I wouldn't count on that, we are legal laymen. The intent of the bill is pretty clear and the public does view birds as carriers of disease.

Edit: I just looked up Ohio's law it appears to be aimed at large dangerous animals, not birds as cockatiels are still sold in Ohio:

http://melissaasmith.hubpages.com/hub/ohiopetban
Sent from my SCH-S738C using Tapatalk


----------



## Amz (Apr 10, 2013)

Well. Just great. I'm _so_ proud of my home state right about now. -__-

I would expect this from West Virginia - I live right on the border and I know what a ridiculous place it can be - but Ohio?! Ridiculous.


[edit] A ban in Ohio was actually passed and became effective on January 1st. No birds are on the list, but here it is in case you're wondering:

http://melissaasmith.hubpages.com/hub/ohiopetban


----------



## littletiel (May 15, 2011)

OMG!!!! Unbelievable!!!!!!!!
And cockatiels "wild animals"? They are the cuddliest pets on the planet!


----------



## moonchild (Jul 29, 2012)

everything i want to say contains so many expletives that i just...won't.


----------



## Peetenomax (Nov 23, 2013)

More time to bond with the pet rock I got in the 70's
kidding


----------



## moonchild (Jul 29, 2012)

Let's make everything other than cats and dogs illegal...because that will REALLY help save all the endangered species!


----------



## RowdyTiel (Jan 24, 2013)

moonchild said:


> Let's make everything other than cats and dogs illegal...because that will REALLY help save all the endangered species!

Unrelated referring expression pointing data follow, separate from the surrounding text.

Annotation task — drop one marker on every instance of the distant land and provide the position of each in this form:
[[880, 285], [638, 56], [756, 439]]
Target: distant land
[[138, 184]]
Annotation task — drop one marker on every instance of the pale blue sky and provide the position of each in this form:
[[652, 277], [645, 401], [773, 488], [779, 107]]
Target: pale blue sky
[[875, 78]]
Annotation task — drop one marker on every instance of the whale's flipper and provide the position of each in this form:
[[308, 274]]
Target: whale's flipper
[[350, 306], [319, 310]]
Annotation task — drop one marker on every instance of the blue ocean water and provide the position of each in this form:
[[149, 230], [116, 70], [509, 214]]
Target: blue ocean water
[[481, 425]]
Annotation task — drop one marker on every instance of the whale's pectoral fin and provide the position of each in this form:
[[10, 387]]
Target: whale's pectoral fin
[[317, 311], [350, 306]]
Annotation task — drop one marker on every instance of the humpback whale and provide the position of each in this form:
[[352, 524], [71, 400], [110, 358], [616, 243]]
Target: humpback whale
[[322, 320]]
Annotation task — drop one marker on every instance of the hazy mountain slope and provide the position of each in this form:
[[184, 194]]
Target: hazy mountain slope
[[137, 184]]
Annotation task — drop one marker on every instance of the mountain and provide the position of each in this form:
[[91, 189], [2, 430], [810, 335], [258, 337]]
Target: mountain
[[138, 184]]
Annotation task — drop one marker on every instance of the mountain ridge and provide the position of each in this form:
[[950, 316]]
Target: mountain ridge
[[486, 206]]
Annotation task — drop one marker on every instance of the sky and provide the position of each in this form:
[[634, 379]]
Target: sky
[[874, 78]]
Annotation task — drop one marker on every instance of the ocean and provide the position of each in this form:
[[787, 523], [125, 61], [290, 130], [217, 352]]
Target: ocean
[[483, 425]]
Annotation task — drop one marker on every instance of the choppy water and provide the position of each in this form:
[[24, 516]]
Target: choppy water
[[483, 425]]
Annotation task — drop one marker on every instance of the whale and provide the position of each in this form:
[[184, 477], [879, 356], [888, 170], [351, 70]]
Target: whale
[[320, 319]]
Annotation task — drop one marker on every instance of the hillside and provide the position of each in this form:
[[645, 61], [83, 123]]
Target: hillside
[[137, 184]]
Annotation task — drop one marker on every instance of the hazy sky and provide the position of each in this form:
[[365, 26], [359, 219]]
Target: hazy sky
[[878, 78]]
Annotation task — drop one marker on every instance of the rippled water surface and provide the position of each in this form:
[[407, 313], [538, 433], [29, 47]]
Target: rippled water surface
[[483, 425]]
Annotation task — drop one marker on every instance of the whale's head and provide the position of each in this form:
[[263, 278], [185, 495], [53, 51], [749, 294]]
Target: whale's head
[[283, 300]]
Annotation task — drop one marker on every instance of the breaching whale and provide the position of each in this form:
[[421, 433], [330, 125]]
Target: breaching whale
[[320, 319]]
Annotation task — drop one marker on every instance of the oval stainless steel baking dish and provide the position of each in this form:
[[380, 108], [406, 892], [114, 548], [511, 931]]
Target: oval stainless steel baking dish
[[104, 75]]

Exactly! What about all of the endangered or at risk species that are actually doing well and gaining numbers in captivity? Some species are doing well in the pet trade, like the critically endangered Gooty sapphire ornamental tree spider, which is extremely rare in the wild. The pet trade is keeping some species alive as far as I know, and responsible pet owners shouldn't be punished for having animals that they love. Completely against this bill.

Honestly, with these anti pet groups, they'll probably be after dogs and cats after this.


----------



## RowdyTiel (Jan 24, 2013)

moonchild said:


> everything i want to say contains so many expletives that i just...won't.


I feel you. There's just so much I want to say but am not going to.


----------



## caterpillar (Oct 14, 2013)

Hey everyone... coming from an animal rescue and environmental policy background here...

TL;DR version: Your tiels are safe.

Long version...

There may be a lot of misinformation in this situation. I googled West Virginia Senate Bill 371 and every single result that came up is in reference to a Bill 371 that is related to prison overcrowding. Then there was a Change.org petition from several days ago concerning ANOTHER Bill 371 that I think is the one being referred to: http://www.change.org/petitions/sta...1-prohibiting-the-ownership-of-exotic-animals

I'm inherently a bit suspicious that there have apparently been two Bill 371s in the West Virginia State Senate, since technically they should not use the same number twice. But anyway. Assuming that this Bill 371 about exotic animals is the real thing, here's my interpretation of it.

NOWHERE in the alleged Bill 371 does it say that it is specifically proposing to make cockatiel ownership illegal, nor does it cite any individual species. I think that the list of animals above is a hypothetical one that an opponent to the bill came up with specifically to rally people around opposition to it.

Here's how it defines wild animals: *“Wild and exotic animal,” “animal” or the plural mean any animals other than those defined as domestic and livestock, including mammals, birds, reptiles, amphibians and fresh water fish that are either native wildlife or exotic, including hybrids thereof, which, due to their inherent nature, may be considered dangerous to humans, other animals or the environment.*

I don't think cockatiels fit the description of "dangerous to humans, other animals or the environment." I don't think parakeets, gerbils, or sugar gliders do either.

Exotic pet laws make sense for a large number of reasons.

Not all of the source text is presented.